1985年の全日本ツーリングカー選手権に参戦したスカイラインRSターボのグループA仕様は、事実上の日産ワークスであるニスモが開発した。搭載されるエンジンはFJ20ETと名付けられた直4DOHCターボユニットだ。総排気量は1990ccでボア×ストロークは89.0mm×80.0mm。ノーマルでは最高出力190ps/6400rpm、最大トルク23.0kgm/4800rpmだが、グループA規定内のチューニングにより最高出力250ps/7400rpm、最大トルク26.0kgm/4400rpmの性能を得た。
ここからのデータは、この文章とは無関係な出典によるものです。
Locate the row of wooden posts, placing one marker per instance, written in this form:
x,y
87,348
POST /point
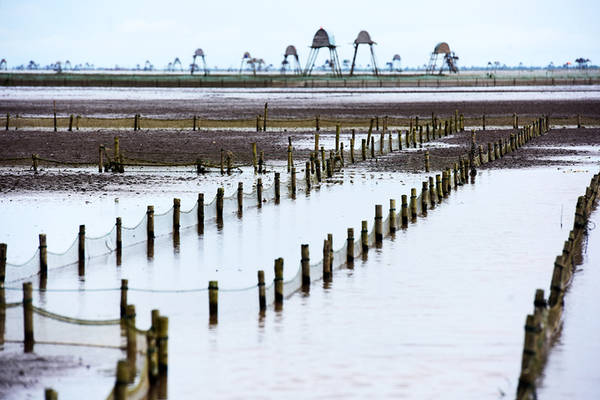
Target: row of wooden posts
x,y
261,121
157,339
543,326
461,169
430,196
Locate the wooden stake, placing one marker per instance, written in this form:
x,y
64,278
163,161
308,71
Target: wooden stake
x,y
350,247
43,256
278,283
81,250
213,301
28,317
262,298
305,263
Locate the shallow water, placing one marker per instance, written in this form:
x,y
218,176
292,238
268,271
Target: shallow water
x,y
451,291
291,96
570,371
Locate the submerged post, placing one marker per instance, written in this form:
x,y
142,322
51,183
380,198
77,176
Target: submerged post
x,y
28,316
213,301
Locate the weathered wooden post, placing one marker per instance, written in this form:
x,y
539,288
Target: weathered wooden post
x,y
28,317
350,247
240,198
277,187
293,178
213,302
364,237
278,283
413,204
123,304
305,264
220,196
120,389
81,250
200,213
392,216
162,339
43,256
265,117
176,214
262,297
259,192
378,224
3,249
254,160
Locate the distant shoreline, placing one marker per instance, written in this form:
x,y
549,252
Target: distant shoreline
x,y
144,79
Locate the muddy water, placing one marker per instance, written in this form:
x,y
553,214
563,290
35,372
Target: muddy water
x,y
293,96
438,312
570,371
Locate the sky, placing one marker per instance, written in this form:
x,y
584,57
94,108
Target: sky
x,y
129,32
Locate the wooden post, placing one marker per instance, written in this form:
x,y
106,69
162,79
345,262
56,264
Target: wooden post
x,y
213,301
34,162
259,192
413,204
404,215
162,339
28,316
81,250
370,131
120,390
43,256
100,160
55,128
261,162
117,151
265,117
372,147
278,283
220,196
307,175
433,199
326,260
392,216
240,194
277,187
50,394
123,304
350,247
262,297
378,224
2,264
305,263
222,164
150,222
131,336
254,157
364,237
364,149
200,213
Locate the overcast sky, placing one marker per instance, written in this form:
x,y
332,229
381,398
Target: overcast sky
x,y
123,32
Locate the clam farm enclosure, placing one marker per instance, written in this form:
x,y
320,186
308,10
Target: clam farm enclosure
x,y
299,243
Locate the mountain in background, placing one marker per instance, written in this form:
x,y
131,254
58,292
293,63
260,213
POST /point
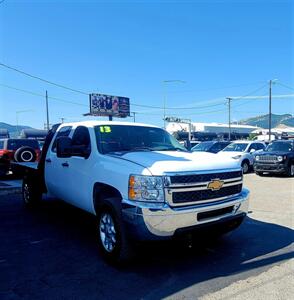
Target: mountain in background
x,y
262,121
13,129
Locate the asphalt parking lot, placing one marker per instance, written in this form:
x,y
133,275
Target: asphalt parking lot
x,y
51,253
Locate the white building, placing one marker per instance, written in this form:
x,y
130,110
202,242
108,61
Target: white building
x,y
210,127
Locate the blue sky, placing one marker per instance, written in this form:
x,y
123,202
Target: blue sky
x,y
128,48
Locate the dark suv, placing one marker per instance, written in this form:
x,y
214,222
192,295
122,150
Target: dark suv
x,y
211,146
278,157
20,150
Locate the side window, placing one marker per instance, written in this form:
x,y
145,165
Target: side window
x,y
81,138
216,147
260,146
64,131
254,146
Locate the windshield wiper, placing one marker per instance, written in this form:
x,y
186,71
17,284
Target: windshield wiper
x,y
134,149
172,149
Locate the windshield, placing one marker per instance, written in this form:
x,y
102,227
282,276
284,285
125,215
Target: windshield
x,y
237,147
125,138
204,146
283,147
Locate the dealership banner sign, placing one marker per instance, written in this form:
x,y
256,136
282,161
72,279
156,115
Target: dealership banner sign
x,y
106,105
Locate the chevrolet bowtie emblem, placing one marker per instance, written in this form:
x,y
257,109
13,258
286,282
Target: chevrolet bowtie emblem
x,y
215,184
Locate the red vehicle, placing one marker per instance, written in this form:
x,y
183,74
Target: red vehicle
x,y
20,150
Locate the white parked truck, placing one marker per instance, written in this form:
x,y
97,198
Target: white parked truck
x,y
139,182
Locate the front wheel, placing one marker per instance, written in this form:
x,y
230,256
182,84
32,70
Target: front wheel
x,y
259,173
113,242
245,166
290,170
30,192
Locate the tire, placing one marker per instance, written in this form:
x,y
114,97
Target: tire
x,y
31,193
25,154
113,243
245,166
290,170
3,171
サスペンションはグループAということで、ノーマルと同様にフロント/ストラット、リア/セミトレーリングアームとなるが、ショックアブソーバー(フロントはストラットアッセンブリー)とスプリングはニスモでグループA用として設定したものとなり、減衰力調整機能も付く。サスペンションアームのブッシュはすべてピローボール化した。ブレーキはロッキード製のベンチレーテッドディスクブレーキだ。
ホイールは当時のグループA規定ではスカイラインの排気量からは10インチまで使用できた。しかし、オーバーフェンダーが装着できないという規定のため、フェンダーからはみ出ないために、フロント8J、リア8.5Jを使用した。ホイール径も17インチまで使用が可能だったが、フェンダーとの干渉を避けるためにフロント15インチ、リア16インチとした。この辺もグループAならではの面白さといえる。
ニスモが開発するということで、プライベートチームがパーツ購入できるというのも嬉しいところだった。車両代は別で約500万円〜600万円で当時のトップカテゴリーであるグループA仕様ができたのだから、レース参加者にとっては古き良き時代とも言える。
そんなこともあり、1985年のインターTECでは出走38台のうち6台がスカイラインRSターボとなった。予選では関根基司/関実組がボルボ、スタリオンに次ぐ5位につける。決勝では、ハルトゲBMW635CSiにこそ抜かれるものの、一台のスタリオンが脱落したことにより5位に入賞。その後のスカイラインGTS-R(R31)やスカイラインGT-R(R32)の活躍を予感させる速さを見せた。